Er was een tijd dat dit verzoek al mijn gevoelige snaren zou hebben geraakt.
‘Je moet iemand aannemen die gekwalificeerd is,’ zei ik.
‘Ken je iemand?’ vroeg hij.
‘Je zou kunnen proberen deze systemen zelf te leren,’ zei ik. ‘Net zoals ik heb gedaan.’
Hij belde niet meer terug.
Drie maanden geleden verloor Hughes Construction de aanbesteding voor de uitbreiding van het ziekenhuis.
Dit was precies het soort project waar ik me nu in specialiseer: complexe commerciële renovaties, strenge energiedoelstellingen en het opruimen van bestaande rommel in gebouwen.
In beide gevallen hebben ze een bod uitgebracht.
De ziekenhuisdirectie koos voor een bedrijf dat zich daadwerkelijk specialiseerde in ecologische bouwtechnologie.
Ik hoorde van Hartley dat mijn vader de beslissing “politiek” noemde en zei dat de raad de keuze had gebaseerd op “relaties” in plaats van op verdienste.
De ironie van de situatie was zo overduidelijk dat die zelfs aan de andere kant van de stad te horen was.
Ik heb geen contact meer met mijn ouders.
Tyler stuurt me af en toe een berichtje met een kort berichtje – foto’s van zijn kinderen in Halloweenkostuums, een wazige foto van een wedstrijd van de Buckeyes.
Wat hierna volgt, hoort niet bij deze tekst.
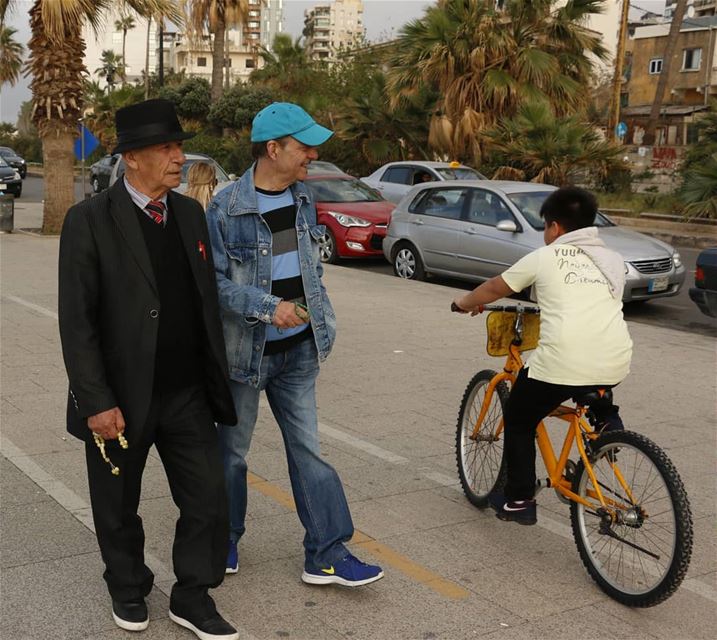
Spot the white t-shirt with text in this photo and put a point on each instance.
(583, 336)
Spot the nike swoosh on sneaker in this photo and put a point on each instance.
(507, 508)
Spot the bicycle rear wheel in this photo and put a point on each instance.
(639, 547)
(480, 462)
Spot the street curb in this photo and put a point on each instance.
(683, 234)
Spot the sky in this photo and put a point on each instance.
(382, 18)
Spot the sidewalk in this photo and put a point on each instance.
(388, 400)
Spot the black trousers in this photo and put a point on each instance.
(529, 402)
(180, 425)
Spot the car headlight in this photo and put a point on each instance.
(346, 220)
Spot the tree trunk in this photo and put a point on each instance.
(667, 65)
(146, 62)
(58, 160)
(218, 61)
(124, 60)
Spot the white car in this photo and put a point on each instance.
(395, 179)
(223, 179)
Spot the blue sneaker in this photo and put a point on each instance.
(349, 572)
(232, 558)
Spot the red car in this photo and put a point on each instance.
(355, 215)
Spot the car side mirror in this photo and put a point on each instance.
(508, 226)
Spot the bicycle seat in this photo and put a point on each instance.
(591, 397)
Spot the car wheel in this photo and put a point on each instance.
(407, 263)
(327, 248)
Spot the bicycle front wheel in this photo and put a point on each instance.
(638, 546)
(480, 461)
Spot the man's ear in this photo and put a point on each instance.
(130, 159)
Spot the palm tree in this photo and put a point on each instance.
(485, 62)
(56, 53)
(215, 16)
(536, 145)
(10, 55)
(112, 65)
(124, 24)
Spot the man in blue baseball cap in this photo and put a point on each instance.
(278, 326)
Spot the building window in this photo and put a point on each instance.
(691, 59)
(655, 66)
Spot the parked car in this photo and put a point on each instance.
(14, 160)
(704, 293)
(475, 230)
(101, 171)
(10, 180)
(223, 179)
(320, 167)
(355, 216)
(395, 179)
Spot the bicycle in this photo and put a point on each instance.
(629, 511)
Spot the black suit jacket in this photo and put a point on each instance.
(109, 309)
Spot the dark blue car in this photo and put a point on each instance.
(704, 293)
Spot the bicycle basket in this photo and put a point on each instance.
(499, 325)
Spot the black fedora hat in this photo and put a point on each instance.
(147, 123)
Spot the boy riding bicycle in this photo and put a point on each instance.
(584, 342)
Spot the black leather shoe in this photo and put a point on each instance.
(213, 628)
(130, 615)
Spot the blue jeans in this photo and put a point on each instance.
(289, 379)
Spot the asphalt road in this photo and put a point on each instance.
(678, 312)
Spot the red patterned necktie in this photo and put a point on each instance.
(156, 209)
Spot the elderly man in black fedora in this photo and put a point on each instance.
(145, 357)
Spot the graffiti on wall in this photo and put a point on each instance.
(664, 158)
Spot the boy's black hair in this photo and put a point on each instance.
(571, 207)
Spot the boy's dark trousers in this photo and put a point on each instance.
(529, 402)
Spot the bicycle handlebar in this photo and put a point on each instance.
(519, 308)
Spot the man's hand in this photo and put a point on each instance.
(108, 424)
(285, 316)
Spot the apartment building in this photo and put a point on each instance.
(691, 82)
(330, 28)
(193, 56)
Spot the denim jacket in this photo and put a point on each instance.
(242, 249)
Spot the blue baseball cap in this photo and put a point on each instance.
(281, 119)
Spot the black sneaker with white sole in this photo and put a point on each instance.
(130, 615)
(212, 628)
(520, 511)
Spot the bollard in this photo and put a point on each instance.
(7, 213)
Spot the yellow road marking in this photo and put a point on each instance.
(381, 551)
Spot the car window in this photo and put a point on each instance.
(529, 204)
(459, 173)
(342, 190)
(398, 175)
(221, 176)
(487, 208)
(441, 203)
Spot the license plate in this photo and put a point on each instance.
(658, 284)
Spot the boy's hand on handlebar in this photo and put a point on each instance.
(456, 307)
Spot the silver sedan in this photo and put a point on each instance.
(474, 230)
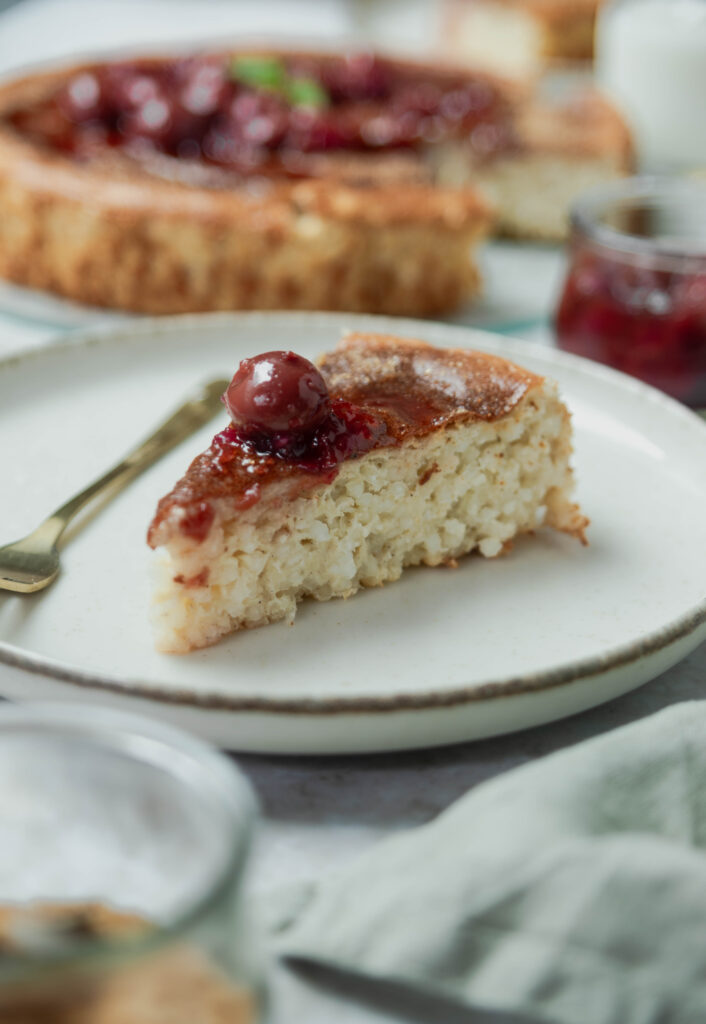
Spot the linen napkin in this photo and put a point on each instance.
(572, 890)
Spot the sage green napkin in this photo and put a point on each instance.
(572, 890)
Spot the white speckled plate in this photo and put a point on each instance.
(440, 656)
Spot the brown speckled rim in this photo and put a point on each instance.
(653, 644)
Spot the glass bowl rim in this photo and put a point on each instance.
(587, 208)
(110, 725)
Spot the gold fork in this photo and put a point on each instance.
(33, 563)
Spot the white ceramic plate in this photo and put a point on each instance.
(440, 656)
(522, 282)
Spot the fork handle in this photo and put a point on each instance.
(193, 414)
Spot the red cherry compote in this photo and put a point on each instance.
(259, 114)
(281, 410)
(277, 391)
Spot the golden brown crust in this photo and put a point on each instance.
(115, 236)
(423, 386)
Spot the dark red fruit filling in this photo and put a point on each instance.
(648, 323)
(281, 410)
(345, 433)
(246, 113)
(277, 391)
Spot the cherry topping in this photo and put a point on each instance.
(277, 391)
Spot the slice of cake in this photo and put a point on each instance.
(391, 454)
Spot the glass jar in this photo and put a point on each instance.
(634, 295)
(121, 859)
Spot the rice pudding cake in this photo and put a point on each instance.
(391, 453)
(278, 180)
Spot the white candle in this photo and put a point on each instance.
(651, 59)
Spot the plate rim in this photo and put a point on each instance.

Meestal kijk ik er een minuutje naar en leg dan mijn telefoon weg.
Greg heeft nooit één keer met me gesproken.
Mijn moeder stuurt me kaarten voor de feestdagen – Kerstmis, Pasen, mijn verjaardag. In gouden letters staan er woorden als: “Familie is alles.” Binnenin schrijft ze: “We missen je. We houden van je, mam.”
Ik stop ze terug in de enveloppen en stuur ze ongeopend terug.
Mensen vragen me wel eens of ik ze mis. Of ik spijt heb dat ik “de brug heb verbrand”.